Monday, February 02, 2015

The Stone Diaries

Written in Stone

Here is my second book review of the month. I just finished The Stone Diaries by Carol Shields which won the Pulitzer Prize for 1995. Sometimes I think prize-winning books are overrated and this novel doesn't alter that opinion. The Stone Diaries follows the life of one woman, Daisy Goodwill, from before her birth to her death. It does so through some varied and occasionally odd narrative technique. At times, the narrator is Daisy Goodwill herself. In other places, members of her family and friends speak to the reader or history unfolds through letters, newspaper clippings and other written documents. Early in the book I found the narration jarring and distancing from the main characters. Later I felt more emotionally involved but there were times that I was pressed to keep reading. The title of the book seems to illustrate one central theme, that of stone as metaphor for life. The men in the first half of the book are quarry workers and Daisy's mother, a foundling, is given the last name Stone at the orphanage where she is raised. Near death, Daisy even imagines herself turned to stone. For much of the second half of the novel, stone is abandoned for plants and flowers, perhaps a riff on the name Daisy as names are important in this novel. The last paragraph of the novel is a discussion of what flowers should have been chosen for Daisy's funeral.
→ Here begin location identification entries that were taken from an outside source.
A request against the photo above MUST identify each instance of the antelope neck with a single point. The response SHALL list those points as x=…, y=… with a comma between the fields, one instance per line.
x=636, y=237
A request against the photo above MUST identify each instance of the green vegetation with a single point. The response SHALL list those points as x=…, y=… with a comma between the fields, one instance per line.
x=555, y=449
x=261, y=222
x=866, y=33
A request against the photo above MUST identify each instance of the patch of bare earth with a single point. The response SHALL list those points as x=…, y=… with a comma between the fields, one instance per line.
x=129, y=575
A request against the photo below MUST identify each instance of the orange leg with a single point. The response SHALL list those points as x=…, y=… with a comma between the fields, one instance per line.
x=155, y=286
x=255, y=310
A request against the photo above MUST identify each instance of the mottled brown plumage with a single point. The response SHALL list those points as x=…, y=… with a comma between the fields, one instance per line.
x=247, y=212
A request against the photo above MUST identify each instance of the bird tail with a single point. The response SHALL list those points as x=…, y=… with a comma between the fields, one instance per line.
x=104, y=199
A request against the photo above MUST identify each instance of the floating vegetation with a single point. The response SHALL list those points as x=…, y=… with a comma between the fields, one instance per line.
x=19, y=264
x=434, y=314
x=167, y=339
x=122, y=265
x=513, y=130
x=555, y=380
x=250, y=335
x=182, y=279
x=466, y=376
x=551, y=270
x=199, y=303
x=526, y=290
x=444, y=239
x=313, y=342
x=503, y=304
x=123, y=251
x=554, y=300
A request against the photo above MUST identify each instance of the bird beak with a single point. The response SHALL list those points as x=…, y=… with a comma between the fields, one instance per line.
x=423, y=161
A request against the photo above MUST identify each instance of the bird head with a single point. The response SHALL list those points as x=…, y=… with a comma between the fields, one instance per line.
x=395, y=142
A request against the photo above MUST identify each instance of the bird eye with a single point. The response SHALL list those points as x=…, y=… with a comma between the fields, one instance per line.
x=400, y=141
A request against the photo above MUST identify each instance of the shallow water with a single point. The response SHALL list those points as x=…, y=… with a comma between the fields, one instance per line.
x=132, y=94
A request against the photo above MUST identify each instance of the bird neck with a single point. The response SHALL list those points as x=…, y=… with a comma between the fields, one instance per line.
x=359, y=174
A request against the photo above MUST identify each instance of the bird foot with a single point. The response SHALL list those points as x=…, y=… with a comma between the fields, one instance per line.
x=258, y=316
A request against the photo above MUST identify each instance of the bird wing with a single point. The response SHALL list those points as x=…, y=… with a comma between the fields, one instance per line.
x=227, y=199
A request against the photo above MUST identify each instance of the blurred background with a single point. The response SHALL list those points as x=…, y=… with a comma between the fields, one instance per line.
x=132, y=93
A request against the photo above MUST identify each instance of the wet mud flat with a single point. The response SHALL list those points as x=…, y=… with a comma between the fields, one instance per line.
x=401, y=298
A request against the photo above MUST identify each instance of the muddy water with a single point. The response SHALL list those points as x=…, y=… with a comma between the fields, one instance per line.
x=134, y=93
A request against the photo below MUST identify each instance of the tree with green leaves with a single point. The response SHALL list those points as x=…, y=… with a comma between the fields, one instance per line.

I gave the novel three stars not two, even though I was bored of it at times, because it seemed to pick up in the second half and because there is some undoubtedly beautiful language. The author writes of Daisy's father's religious conversion: "He had thought himself alone in the world, but in fact he is a child of this solid staring rainbow, and of the persevering forms of light and shadow, of substance and ephemera. A child of the earth." Later in the novel, Shields eloquently describes Daisy's depression: "Now, at the age of fifty-nine, sadness flows through every cell of her body, yet leaves her curiously untouched. She knows how memory gets smoothed down with time, everything flattened by the iron of acceptance and rejection. . . ." Writing like this gives the novel moments of greatness but not enough for a Pulitzer, in my humble opinion.